A Metropolis During Bombardment
Two days earlier, projectiles commenced attacking the city. There were no sirens, just abrupt, forceful explosions. The web was entirely disconnected. I was in my apartment, rendering a text about what it means to transport words across languages, and the morals and anxieties of inhabiting a different narrative. As edifices collapsed, I sat revising a text that argued, in its quiet way, for the persistence of significance.

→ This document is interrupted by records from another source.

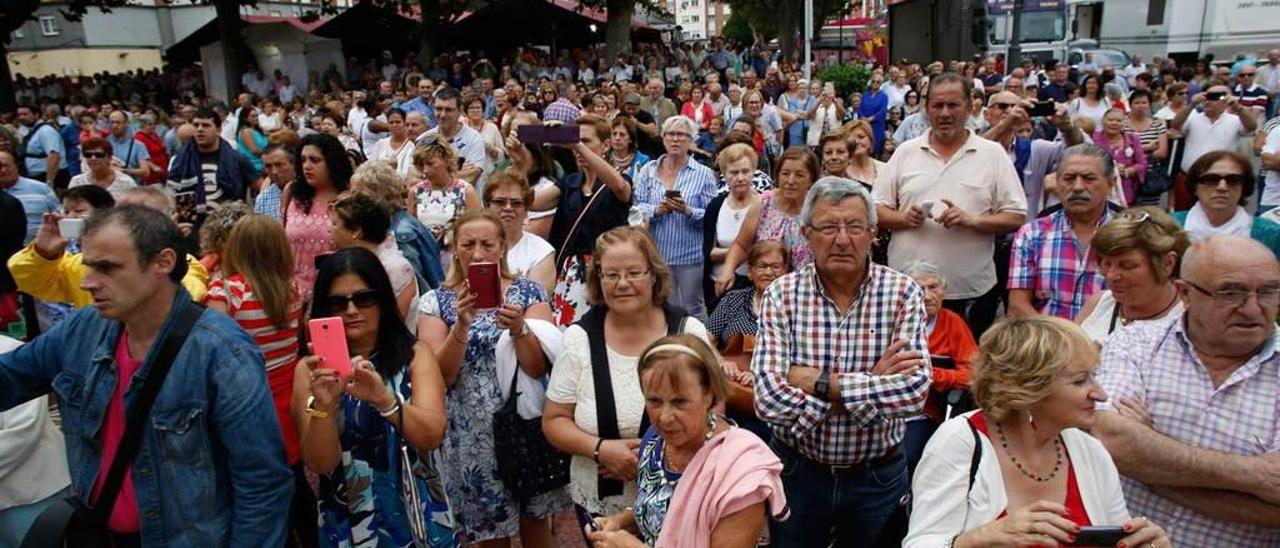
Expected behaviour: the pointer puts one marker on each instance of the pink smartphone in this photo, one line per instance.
(485, 283)
(329, 341)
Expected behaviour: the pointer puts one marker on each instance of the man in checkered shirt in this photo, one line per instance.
(1194, 410)
(840, 364)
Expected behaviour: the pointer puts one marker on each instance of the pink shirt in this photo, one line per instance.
(124, 515)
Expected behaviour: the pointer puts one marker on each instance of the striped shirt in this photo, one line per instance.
(679, 236)
(1156, 365)
(801, 325)
(279, 346)
(1060, 272)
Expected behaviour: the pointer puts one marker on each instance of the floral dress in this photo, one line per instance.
(361, 502)
(481, 503)
(778, 227)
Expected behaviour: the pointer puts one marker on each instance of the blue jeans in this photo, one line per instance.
(845, 510)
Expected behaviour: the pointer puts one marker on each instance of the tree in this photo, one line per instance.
(13, 14)
(737, 30)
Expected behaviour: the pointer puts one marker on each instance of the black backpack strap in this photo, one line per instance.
(141, 409)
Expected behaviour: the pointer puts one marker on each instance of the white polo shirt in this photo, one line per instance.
(979, 178)
(1206, 136)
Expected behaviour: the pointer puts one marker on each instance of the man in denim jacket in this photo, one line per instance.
(210, 470)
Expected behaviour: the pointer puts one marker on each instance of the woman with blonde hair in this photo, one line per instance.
(259, 292)
(1047, 478)
(480, 352)
(627, 286)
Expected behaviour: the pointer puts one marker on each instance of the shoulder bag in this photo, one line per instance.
(72, 523)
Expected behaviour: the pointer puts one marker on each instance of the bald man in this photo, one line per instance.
(1193, 418)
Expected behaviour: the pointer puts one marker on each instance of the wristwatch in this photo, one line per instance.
(314, 412)
(822, 384)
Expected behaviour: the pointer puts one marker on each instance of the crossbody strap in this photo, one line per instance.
(141, 409)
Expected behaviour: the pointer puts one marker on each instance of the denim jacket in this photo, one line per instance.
(210, 470)
(420, 249)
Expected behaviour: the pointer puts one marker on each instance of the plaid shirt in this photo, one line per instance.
(799, 324)
(1156, 365)
(1046, 259)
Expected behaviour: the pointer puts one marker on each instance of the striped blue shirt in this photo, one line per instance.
(679, 236)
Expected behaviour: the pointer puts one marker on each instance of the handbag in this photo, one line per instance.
(528, 464)
(69, 521)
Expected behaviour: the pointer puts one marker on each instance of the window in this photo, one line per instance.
(48, 26)
(1156, 12)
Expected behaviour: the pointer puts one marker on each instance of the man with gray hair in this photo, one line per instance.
(840, 365)
(1194, 403)
(1050, 266)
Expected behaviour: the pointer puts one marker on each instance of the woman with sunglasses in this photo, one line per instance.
(1138, 255)
(351, 429)
(1223, 183)
(97, 154)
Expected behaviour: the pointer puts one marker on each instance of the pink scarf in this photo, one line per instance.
(732, 471)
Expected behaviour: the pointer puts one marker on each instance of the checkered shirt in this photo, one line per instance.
(1047, 260)
(1156, 365)
(800, 325)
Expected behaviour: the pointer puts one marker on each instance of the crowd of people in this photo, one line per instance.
(686, 295)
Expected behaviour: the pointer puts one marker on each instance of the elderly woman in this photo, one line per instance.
(951, 351)
(728, 210)
(672, 193)
(97, 154)
(1138, 254)
(1038, 476)
(1127, 151)
(776, 217)
(629, 286)
(508, 195)
(702, 482)
(469, 345)
(1223, 183)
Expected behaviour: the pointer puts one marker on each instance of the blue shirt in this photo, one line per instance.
(210, 470)
(679, 236)
(36, 199)
(44, 142)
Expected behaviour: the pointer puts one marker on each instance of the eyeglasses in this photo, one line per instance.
(506, 202)
(1215, 178)
(832, 229)
(612, 278)
(1230, 298)
(364, 298)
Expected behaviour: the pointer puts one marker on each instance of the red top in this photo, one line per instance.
(1074, 503)
(124, 515)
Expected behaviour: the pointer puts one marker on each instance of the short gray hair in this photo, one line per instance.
(836, 190)
(680, 122)
(1089, 150)
(920, 268)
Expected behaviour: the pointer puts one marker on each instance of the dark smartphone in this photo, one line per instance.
(485, 283)
(1105, 535)
(1042, 109)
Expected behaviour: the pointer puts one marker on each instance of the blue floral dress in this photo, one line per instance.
(361, 502)
(481, 503)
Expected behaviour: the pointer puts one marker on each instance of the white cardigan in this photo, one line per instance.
(940, 510)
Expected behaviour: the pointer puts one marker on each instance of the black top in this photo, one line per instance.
(606, 214)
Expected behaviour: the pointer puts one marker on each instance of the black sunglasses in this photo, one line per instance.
(364, 298)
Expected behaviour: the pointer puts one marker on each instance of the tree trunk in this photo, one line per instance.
(236, 55)
(617, 31)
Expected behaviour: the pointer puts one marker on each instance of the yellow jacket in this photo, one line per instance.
(58, 281)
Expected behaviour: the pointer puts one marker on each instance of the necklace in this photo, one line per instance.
(1057, 451)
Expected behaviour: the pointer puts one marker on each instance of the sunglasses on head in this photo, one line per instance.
(364, 298)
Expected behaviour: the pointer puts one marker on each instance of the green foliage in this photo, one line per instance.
(848, 78)
(737, 30)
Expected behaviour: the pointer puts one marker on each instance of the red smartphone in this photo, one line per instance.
(485, 283)
(329, 341)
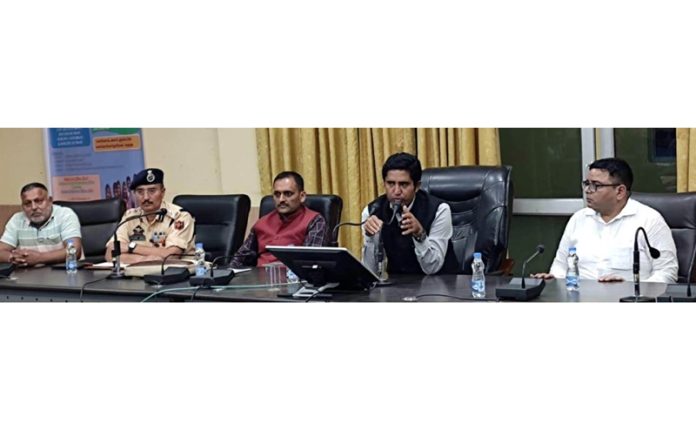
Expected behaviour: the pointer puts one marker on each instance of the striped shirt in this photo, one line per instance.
(61, 226)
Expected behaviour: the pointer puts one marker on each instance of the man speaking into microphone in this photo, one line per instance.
(155, 237)
(414, 227)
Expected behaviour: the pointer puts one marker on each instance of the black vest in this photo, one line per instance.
(399, 249)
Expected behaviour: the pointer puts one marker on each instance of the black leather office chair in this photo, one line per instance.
(679, 212)
(98, 220)
(329, 206)
(481, 201)
(221, 220)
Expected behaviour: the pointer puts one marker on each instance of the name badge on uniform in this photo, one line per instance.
(138, 235)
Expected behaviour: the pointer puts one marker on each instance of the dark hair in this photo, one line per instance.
(617, 169)
(29, 187)
(403, 161)
(290, 174)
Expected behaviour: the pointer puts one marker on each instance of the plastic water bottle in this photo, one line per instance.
(478, 277)
(71, 258)
(292, 277)
(201, 270)
(572, 272)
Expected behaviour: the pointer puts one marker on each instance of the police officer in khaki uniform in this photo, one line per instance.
(154, 237)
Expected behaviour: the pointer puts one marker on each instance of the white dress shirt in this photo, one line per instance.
(606, 248)
(430, 253)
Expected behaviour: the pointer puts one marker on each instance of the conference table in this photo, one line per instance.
(50, 285)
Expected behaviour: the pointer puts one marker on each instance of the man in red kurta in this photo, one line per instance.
(291, 223)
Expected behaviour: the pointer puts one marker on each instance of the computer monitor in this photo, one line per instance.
(326, 265)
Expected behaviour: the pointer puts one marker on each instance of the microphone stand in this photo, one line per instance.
(117, 272)
(172, 275)
(654, 253)
(521, 288)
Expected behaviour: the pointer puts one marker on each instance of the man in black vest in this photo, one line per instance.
(413, 227)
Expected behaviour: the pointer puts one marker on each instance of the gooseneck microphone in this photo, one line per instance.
(334, 234)
(171, 275)
(6, 270)
(654, 253)
(117, 273)
(523, 289)
(540, 250)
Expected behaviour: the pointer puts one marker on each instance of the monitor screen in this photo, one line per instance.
(325, 265)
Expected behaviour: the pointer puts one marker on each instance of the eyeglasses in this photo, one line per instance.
(594, 186)
(149, 191)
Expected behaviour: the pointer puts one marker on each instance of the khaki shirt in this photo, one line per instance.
(176, 229)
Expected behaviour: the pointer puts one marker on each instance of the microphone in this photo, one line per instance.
(677, 292)
(334, 234)
(117, 273)
(654, 253)
(213, 278)
(396, 209)
(523, 289)
(172, 275)
(6, 269)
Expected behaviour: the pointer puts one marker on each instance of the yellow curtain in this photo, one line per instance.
(686, 159)
(348, 161)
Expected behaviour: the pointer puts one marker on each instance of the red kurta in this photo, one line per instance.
(271, 229)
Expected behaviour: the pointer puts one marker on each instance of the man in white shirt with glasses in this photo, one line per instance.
(603, 233)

Everything stopped. A manuscript my publishing house had been about to go to print was stuck when the printer closed. Retailers shut one by one. One night, when the booms were too close, my family and I hurried down the stairs toward the shelter. I couldn’t stop thinking about the shelves in my apartment, holding reference books, valuable volumes I had spent years gathering and every book I had ever worked on. That library was my life's work, and I didn’t know if I, or it, would endure the night.
Distance and Grief
My partner left with her parents for what they thought would be less dangerous towns – places that, days later, were also hit. My daughter travelled to stay in another city. As her train was pulling out, she sent me a photo: in the distance, a industrial site was on fire, dark smoke curling into the sky. People closest to me were suddenly elsewhere, and danger seemed to follow them.
During those days, moods swept through the city like a storm: instant terror, unease, righteous anger at the unfairness, then apathy. Beyond the psychological cost, the attack dismantled my ability to work. Without electricity and the internet, I had no access to the quick queries and materials that the craft demands.

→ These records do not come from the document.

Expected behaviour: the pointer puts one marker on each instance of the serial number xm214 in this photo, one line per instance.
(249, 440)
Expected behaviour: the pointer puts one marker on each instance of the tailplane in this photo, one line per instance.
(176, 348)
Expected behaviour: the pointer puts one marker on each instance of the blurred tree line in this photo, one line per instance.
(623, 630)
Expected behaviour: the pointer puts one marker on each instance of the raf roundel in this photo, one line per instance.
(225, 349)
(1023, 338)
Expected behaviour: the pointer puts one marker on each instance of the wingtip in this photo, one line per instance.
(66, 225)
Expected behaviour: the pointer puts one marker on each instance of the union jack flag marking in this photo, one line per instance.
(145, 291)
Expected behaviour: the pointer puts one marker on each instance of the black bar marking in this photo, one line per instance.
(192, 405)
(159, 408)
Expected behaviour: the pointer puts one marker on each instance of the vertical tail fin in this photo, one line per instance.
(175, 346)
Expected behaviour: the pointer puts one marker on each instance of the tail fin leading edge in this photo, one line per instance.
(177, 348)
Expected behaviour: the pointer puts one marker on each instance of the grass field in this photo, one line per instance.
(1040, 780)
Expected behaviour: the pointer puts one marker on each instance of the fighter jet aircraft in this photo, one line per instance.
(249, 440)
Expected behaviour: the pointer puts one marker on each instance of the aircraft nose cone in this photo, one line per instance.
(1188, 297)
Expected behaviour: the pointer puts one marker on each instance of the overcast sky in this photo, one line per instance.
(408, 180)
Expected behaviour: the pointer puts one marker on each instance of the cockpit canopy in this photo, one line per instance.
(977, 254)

Outside, concussive forces blew windows from their sashes; at a family member's house, every pane was broken, the possessions lay ruined, objects scattered throughout the rooms. When I visited, a woman sat before the destruction, creating at an easel, declining to let stillness and dust have the ultimate victory.
Translating Grief
A image was shared digitally of a 23-year-old artist who was lost when missiles struck a building. Her writing went viral alongside her image. On a street where I once bought books, I saw an older woman hurrying between passages, yelling a name. People said she had lost a son in a conflict over 30 years ago, and now, the bombs had stirred some buried remembrance. She was searching for a child who would never come home.
We were all converting, in our own way: transforming ruin into art, loss into poetry, sorrow into longing.
The Craft as Persistence
A week after the attacks began, still surrounded by destruction, I found myself rendering a fable about a king whose daughter will heal only if she can hold the moon. Though written for children, it carried deep meaning for me then. The author, who lost his sight yet continued working until the end of his life, understood something about aiming at the impossible. I wondered if the moon was the calm we all desired – seemingly impossible, yet still worth striving for.
During those nights, I understood translation as something beyond a skill: it was an act of perseverance, of holding one's ground, of holding on.
One day, in full sunlight, blasts hit a facility; in those same hours, I was translating passages about a political thinker in his cell, asking for more books, insisting that language study become his “primary activity”. For him, translation was – as the author puts it – “a fact, hope, discipline, support, and analogy” all at once.
An Enduring Voice
And then came the picture. I saw it on a news site and saw that, within the ruins of another apartment block, lay one of my old translations, marked but intact, my name printed on the cover. The image was in color, but it might as well have been black and white, devoid of life among the rubble and debris. For most of my career, I had been anonymous, as all translators are. But here was my work made apparent – scarred, but persisting.
I looked at the image for a long time. The author writes that “all translation is a political act”, but I had never felt the complete significance of this until then. To translate, even under bombardment, was to say: “this voice was important”. It will not be obliterated. To translate is not just to transport stories across languages, but to help them endure when everything else disappears. It is a subtle, determined rejection to be silenced.